Het eindrapport van CL dateert van 22 oktober 2012. Als bijlagen bij dit rapport zijn onder meer de in de Nederlandse taal vertaalde processen-verbaal van aangifte bij de Indonesische politie van [eiser] en [naam 2] gevoegd alsmede onderzoeksrapporten van [onderzoeksbureau] (gedateerd 2012) en [bedrijf 3] van 5 oktober 2012.
2.12.
[naam 2] heeft, volgens de bij het rappport van CL gevoegde bijlage, tegenover de Indonesische politie, voor zover hier relevant, verklaard:
“(…) Ongeveer om 10.00 uur midden Indonesische tijd kwam ik samen met [eiser] [[eiser], rechtbank] en mijn overige vrienden aan op de locatie van de transactie, te weten het kantoor van meneer [naam 3]. En meneer [naam 3] verzocht [eiser] en mij om de kamer van meneer [naam 3] binnen te gaan. Mijn vrienden (…) gingen mee naar binnen en zaten in de gastenruimte, terwijl de anderen, (…) op de parkeerplaats bleven op een afstand van ongeveer 5 meter van het kantoor.
Toen verzocht meneer [naam 3] [eiser] en mij om plaats te nemen op de bank in die kamer en hij vroeg meteen aan [eiser] om de briljant(en) te laten zien, vervolgens nam [eiser] de briljant(en) uit zijn shirt wat niet van buitenaf te zien was en overhandigde die aan meneer [naam 3]. Vervolgens bekeek meneer [naam 3] de briljant(en) met een vergrootglas terwijl hij om het certificaat van de briljant(en) vroeg en ik overhandigde het certificaat meteen omdat ik het certificaat bij mij had. Daarna zei meneer [naam 3] dat hij in een andere kamer zou testen en hij ging snel door een zijdeur en deed die deur op slot en [eiser] en ik waren in de kamer met de deur op slot, toen stonden ik en [eiser] op en probeerden de deur te openen, maar dat ging niet omdat die op slot was en toen riep ik mijn vrienden die in de gastenruimte waren om de deur van buiten open te breken, nadat de deur open was ging ik naar buiten en meneer [naam 3] was al verdwenen via een klein raampje aan de achterkant van het kantoor dat daar inderdaad al voor gereed was. (…)”
2.13.
[eiser] heeft volgens de bij het rappport van CL gevoegde bijlage, tegenover de Indonesische politie, voor zover hier relevant, verklaard:
“(…) Vervolgens is degene die aangifte heeft gedaan op 26 maart 2012 om ongeveer 11.30 uur midden Indonesische tijd samen met getuigen (…) naar het kantoor gegaan van degene tegen wie de aangifte wordt gedaan (…). Vervolgens werd de transactie tussen degene die aangifte heeft gedaan en degene tegen wie aangifte wordt gedaan uitgevoerd in gezelschap van de getuigen. Vervolgens heeft degene tegen wie aangifte wordt gedaan de echtheid van de briljant gecheckt ten overstaan van degene die aangifte heeft gedaan en de getuigen. Om wat voor reden dan ook wilde degene tegen wie aangifte wordt gedaan de briljant in een andere kamer checken. Toen degene tegen wie aangifte wordt gedaan de eerste kamer uit ging, deed hij die kamer direct op slot. Degene die aangifte heeft gedaan en de getuigen werden achterdochtig en braken de deur open en het bleek waar dat degene tegen wie aangifte wordt gedaan met de briljant verdwenen was. (…)”
2.14.
In het rapport van [onderzoeksbureau] van 2012 staat het volgende vermeld, voor zover hier relevant:
“(…) Police Examination on (…) [eiser] ([eiser])

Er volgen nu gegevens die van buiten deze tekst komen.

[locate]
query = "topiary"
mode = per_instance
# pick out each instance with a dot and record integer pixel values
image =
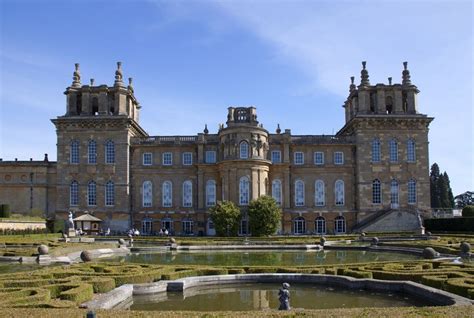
(430, 253)
(468, 211)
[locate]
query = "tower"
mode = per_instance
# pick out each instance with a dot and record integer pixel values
(391, 153)
(93, 147)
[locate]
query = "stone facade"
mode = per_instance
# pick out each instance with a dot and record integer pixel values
(109, 166)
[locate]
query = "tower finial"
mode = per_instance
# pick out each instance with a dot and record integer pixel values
(406, 75)
(118, 75)
(352, 86)
(364, 75)
(76, 76)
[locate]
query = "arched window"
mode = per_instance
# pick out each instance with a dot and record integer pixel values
(109, 193)
(147, 194)
(91, 193)
(320, 225)
(244, 191)
(109, 152)
(299, 193)
(74, 152)
(388, 104)
(319, 195)
(210, 193)
(393, 149)
(376, 150)
(74, 193)
(167, 195)
(276, 191)
(411, 154)
(412, 191)
(299, 225)
(339, 192)
(340, 225)
(244, 150)
(394, 194)
(376, 192)
(187, 194)
(92, 152)
(188, 227)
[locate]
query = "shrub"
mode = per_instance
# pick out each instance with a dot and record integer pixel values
(468, 211)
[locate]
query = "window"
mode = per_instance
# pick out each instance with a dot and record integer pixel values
(74, 155)
(74, 193)
(187, 158)
(244, 150)
(376, 150)
(319, 197)
(210, 156)
(411, 155)
(244, 191)
(299, 158)
(319, 158)
(299, 193)
(210, 193)
(188, 227)
(109, 152)
(393, 149)
(339, 192)
(147, 226)
(338, 158)
(167, 159)
(340, 225)
(167, 194)
(299, 225)
(92, 152)
(411, 191)
(91, 193)
(147, 159)
(147, 194)
(276, 191)
(394, 194)
(276, 156)
(320, 225)
(376, 192)
(109, 193)
(187, 194)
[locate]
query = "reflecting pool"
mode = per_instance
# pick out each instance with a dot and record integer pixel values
(265, 297)
(265, 257)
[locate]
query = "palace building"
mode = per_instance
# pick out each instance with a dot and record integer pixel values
(372, 175)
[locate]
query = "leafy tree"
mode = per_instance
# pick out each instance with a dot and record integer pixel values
(440, 189)
(264, 216)
(468, 211)
(226, 218)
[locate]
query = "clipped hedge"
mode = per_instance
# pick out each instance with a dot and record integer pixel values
(464, 224)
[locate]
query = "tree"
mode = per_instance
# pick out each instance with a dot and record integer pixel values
(264, 216)
(440, 189)
(226, 218)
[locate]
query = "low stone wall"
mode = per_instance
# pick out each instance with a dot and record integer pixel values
(118, 296)
(22, 225)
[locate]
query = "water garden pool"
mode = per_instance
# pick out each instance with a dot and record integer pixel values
(265, 257)
(264, 296)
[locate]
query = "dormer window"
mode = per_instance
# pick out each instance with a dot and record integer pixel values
(244, 150)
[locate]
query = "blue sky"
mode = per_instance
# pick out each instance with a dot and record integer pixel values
(190, 60)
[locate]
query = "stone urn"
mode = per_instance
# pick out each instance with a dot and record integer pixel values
(86, 256)
(430, 253)
(465, 248)
(43, 249)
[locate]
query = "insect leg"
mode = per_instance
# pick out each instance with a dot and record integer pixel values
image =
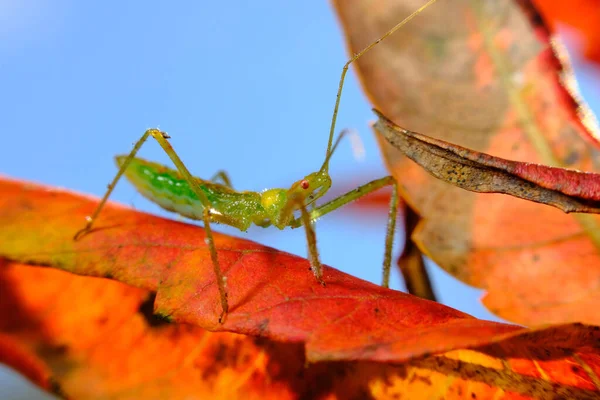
(355, 194)
(161, 138)
(311, 240)
(223, 177)
(111, 186)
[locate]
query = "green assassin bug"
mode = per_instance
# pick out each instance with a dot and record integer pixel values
(216, 201)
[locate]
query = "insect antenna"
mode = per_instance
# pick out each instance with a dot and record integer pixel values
(356, 56)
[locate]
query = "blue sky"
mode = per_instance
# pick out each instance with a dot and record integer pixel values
(248, 88)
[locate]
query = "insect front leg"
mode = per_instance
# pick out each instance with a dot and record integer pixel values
(355, 194)
(222, 176)
(311, 240)
(91, 219)
(161, 138)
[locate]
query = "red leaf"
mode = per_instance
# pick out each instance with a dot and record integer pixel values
(487, 78)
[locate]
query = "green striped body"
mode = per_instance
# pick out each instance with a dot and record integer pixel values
(167, 188)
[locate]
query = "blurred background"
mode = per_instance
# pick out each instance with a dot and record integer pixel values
(248, 87)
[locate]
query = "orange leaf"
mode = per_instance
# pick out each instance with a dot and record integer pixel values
(270, 293)
(583, 15)
(487, 79)
(99, 338)
(567, 190)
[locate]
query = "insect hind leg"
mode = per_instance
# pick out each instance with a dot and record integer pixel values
(161, 138)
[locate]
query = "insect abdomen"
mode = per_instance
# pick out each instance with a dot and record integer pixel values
(163, 186)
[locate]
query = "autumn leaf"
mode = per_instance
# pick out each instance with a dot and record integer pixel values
(84, 337)
(567, 190)
(487, 78)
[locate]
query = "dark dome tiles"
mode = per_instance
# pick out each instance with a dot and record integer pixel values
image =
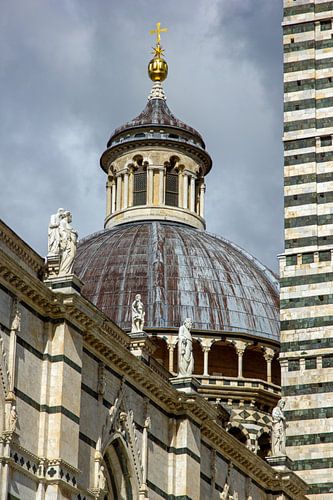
(182, 272)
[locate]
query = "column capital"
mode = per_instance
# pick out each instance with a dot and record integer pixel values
(171, 342)
(269, 353)
(240, 346)
(207, 343)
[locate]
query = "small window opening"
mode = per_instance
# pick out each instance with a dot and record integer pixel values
(326, 141)
(140, 187)
(325, 25)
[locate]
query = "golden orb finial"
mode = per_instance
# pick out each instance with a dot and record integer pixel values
(158, 67)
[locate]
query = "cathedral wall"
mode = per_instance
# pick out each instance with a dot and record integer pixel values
(21, 487)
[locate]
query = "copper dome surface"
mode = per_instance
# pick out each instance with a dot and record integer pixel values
(180, 272)
(156, 112)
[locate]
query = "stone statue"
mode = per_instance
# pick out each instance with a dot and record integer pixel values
(53, 247)
(101, 478)
(16, 323)
(68, 242)
(185, 354)
(138, 315)
(278, 430)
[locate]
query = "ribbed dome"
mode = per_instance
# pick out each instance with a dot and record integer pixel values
(180, 272)
(156, 112)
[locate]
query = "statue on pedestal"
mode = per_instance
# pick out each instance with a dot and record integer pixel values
(53, 247)
(279, 430)
(101, 479)
(138, 315)
(68, 242)
(185, 354)
(16, 323)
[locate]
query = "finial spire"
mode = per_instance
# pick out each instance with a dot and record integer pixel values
(158, 32)
(158, 68)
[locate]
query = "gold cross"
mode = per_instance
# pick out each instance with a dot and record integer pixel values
(158, 32)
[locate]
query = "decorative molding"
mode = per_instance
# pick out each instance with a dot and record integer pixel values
(25, 253)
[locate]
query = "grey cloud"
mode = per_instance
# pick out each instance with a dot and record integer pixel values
(72, 71)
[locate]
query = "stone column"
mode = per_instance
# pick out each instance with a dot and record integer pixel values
(108, 196)
(269, 355)
(118, 202)
(206, 345)
(202, 199)
(192, 193)
(144, 453)
(180, 187)
(131, 187)
(185, 190)
(240, 348)
(161, 186)
(125, 198)
(150, 185)
(206, 350)
(113, 197)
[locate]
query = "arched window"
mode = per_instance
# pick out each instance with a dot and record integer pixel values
(119, 474)
(238, 434)
(171, 189)
(140, 187)
(264, 445)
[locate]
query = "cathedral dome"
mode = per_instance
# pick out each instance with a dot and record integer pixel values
(180, 272)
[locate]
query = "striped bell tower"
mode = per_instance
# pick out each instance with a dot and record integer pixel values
(306, 266)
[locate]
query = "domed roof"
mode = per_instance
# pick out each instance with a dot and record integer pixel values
(156, 112)
(180, 272)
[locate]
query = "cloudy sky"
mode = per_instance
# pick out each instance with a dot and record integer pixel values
(73, 70)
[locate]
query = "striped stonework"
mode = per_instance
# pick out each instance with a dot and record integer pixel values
(306, 267)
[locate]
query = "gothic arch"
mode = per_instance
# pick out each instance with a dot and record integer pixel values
(120, 471)
(4, 384)
(118, 452)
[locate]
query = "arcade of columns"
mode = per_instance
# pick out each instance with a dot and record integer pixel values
(120, 188)
(240, 347)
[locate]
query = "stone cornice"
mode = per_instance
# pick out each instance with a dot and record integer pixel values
(16, 245)
(192, 150)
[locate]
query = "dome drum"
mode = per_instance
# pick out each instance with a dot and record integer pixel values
(154, 184)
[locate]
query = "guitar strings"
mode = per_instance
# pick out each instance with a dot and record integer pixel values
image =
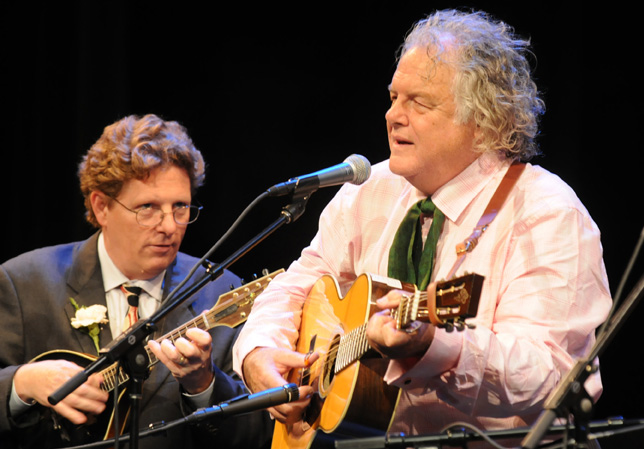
(356, 341)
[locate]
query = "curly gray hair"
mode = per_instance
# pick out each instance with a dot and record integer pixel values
(493, 83)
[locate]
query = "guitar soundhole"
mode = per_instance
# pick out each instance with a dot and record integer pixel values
(324, 380)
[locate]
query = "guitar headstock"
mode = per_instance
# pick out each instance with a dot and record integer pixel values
(448, 303)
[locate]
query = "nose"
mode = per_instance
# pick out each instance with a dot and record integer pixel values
(167, 224)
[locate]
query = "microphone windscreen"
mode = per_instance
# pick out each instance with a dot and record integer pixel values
(361, 168)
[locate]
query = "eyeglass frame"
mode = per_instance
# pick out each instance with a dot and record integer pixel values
(163, 214)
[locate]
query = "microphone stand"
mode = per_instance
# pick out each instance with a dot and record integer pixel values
(570, 395)
(130, 345)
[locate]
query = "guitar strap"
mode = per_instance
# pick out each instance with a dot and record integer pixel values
(493, 207)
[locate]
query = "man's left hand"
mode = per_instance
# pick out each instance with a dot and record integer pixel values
(396, 343)
(188, 359)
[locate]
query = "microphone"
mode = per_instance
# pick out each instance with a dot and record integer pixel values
(248, 403)
(355, 169)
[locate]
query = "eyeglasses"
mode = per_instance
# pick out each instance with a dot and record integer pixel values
(151, 216)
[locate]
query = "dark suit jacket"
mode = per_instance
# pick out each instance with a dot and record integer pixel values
(35, 315)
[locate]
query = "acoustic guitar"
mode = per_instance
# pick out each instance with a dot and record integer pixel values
(351, 398)
(232, 309)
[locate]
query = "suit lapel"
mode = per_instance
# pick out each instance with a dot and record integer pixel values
(85, 281)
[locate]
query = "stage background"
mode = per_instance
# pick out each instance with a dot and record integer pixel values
(271, 92)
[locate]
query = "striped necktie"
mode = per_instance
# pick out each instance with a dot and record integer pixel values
(132, 294)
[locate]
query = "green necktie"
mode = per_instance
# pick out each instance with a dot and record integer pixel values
(408, 260)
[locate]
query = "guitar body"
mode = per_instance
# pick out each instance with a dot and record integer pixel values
(354, 400)
(232, 309)
(98, 428)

(…) At around 1100 hrs, [eiser] and the team arrived at the location and [eiser] went into the ruko together with [naam 2] to meet the buyer. After they went in, [eiser] took out his diamond and gave it to the suspect to be tested by a certain device the suspect had prepared before, while [naam 2] gave the suspect the certificate. After the suspect had tested the diamond, he said that he would need to test the diamond again with another device. After saying that, he immediately took the diamond along with the certificate to another room while [eiser] and [naam 2] waited in the room where they had met the suspect.
After around 1 minute without any news from the suspect, [eiser] became suspicious since the suspect had locked the door where he came through. [eiser] and [naam 2] then tried to open that door but were unable since it had been locked from the other side. That door was finally able to be opened after [naam 2]’s friends broke it. However, after the door was open, the suspect was no longer in the building and had already left with the diamond along with its certificate. The team tried to chase and look for the suspect in the area, but he could not be found. (…)

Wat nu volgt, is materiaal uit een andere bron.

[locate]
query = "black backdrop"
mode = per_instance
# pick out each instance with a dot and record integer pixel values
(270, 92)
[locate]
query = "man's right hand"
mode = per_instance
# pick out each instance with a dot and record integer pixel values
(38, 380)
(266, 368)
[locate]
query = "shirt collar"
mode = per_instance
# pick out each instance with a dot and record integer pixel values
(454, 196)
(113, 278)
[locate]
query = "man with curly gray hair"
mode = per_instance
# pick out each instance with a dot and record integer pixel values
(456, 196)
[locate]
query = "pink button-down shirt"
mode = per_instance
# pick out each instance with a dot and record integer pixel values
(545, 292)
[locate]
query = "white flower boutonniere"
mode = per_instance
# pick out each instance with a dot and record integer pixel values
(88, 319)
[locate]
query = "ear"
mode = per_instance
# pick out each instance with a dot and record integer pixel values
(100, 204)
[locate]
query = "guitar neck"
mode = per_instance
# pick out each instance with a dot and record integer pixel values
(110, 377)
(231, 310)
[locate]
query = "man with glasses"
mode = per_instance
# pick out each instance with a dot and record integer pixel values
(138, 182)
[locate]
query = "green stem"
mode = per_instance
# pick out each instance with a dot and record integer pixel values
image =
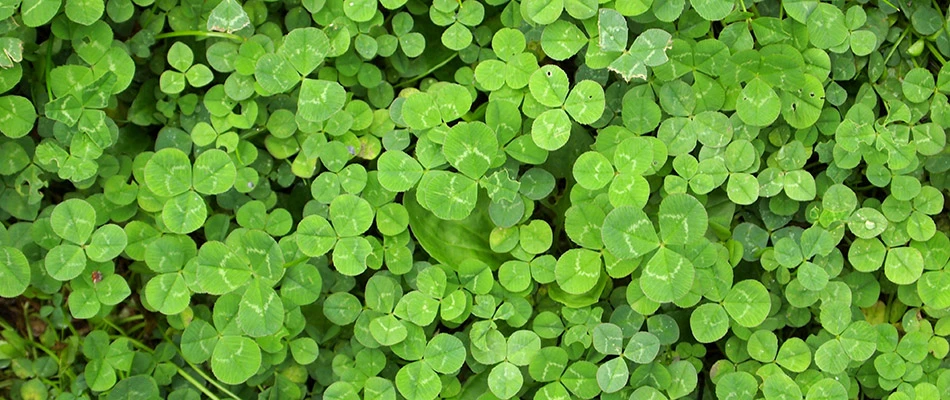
(431, 70)
(114, 327)
(135, 317)
(185, 374)
(194, 382)
(200, 34)
(253, 132)
(212, 381)
(295, 262)
(897, 43)
(47, 67)
(936, 54)
(198, 371)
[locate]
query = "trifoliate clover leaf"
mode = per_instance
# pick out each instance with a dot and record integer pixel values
(709, 323)
(682, 219)
(667, 276)
(319, 100)
(628, 233)
(470, 148)
(228, 16)
(18, 116)
(612, 28)
(73, 220)
(648, 50)
(562, 40)
(748, 303)
(578, 270)
(14, 272)
(235, 359)
(586, 102)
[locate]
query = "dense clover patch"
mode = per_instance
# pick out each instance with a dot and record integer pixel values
(548, 199)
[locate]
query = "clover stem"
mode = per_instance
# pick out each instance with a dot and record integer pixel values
(897, 43)
(114, 326)
(425, 74)
(936, 54)
(47, 68)
(253, 132)
(201, 34)
(201, 373)
(185, 374)
(194, 382)
(295, 262)
(211, 381)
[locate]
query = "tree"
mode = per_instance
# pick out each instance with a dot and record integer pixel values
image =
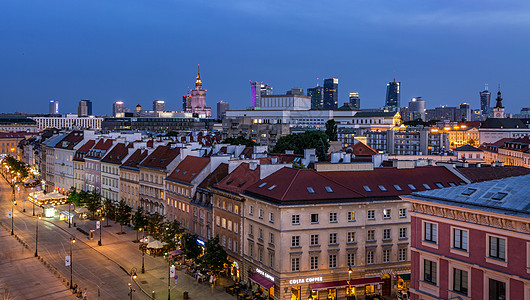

Police Examination on (…) [naam 2] (…) ([naam 2])
(…) At around 1100 hrs, [eiser] and the team arrived at the location and [eiser] went into the ruko together with [naam 2] to meet the buyer. After they went in, [eiser] took out his diamond and gave it to the suspect to be tested by a certain device the suspect had prepared before, while [naam 2] gave the suspect the certificate. After the suspect had tested the diamond, he said that he would need to test the diamond again with another device. After saying that, he immediately took the diamond along with the certificate to another room while [eiser] and [naam 2] waited in the room where they had met the suspect.
After around 1 minute without any news from the suspect, [eiser] became suspicious since the suspect had locked the door where he came through. [eiser] and [naam 2] then tried to open that door but were unable since it had been locked from the other side. That door was finally able to be opened after [naam 2]’s friends broke it. However, after the door was open, the suspect was no longer in the building and had already left with the diamond along with its certificate. The team tried to chase and look for the suspect in the area, but he could not be found. (…)”
2.15.
Het eindrapport van [bedrijf 3] van 5 oktober 2012 luidt als volgt, voor zover hier relevant:
“(…) 3 Interviews met [eiser]
(…) Kort samengevat deelde de heer [eiser], mij het volgende mede: (…)
• Dat, eenmaal op het adres van het kantoor van [naam 3] aangekomen, hij werd ontvangen door [naam 3] en samen met [naam 2] zijn kantoortje binnen ging om aldaar plaats te nemen; (…)
• Dat [naam 3] vrijwel direct had gevraagd om hem de diamant te geven alsook het bijbehorende certificaat;
• Dat, voordat hij de diamant en het collier, had afgedaan deze al van zij hals werd gerukt door [naam 3];
• Dat [naam 3] tegelijkertijd aangaf de diamant in de ruimte ernaast te willen controleren en met de diamant en het certificaat door een zijdeur wegliep;
• Dat [naam 3], direct nadat hij de deur was doorgelopen naar de ruimte ernaast, de deur achter zit op slot deed; (…)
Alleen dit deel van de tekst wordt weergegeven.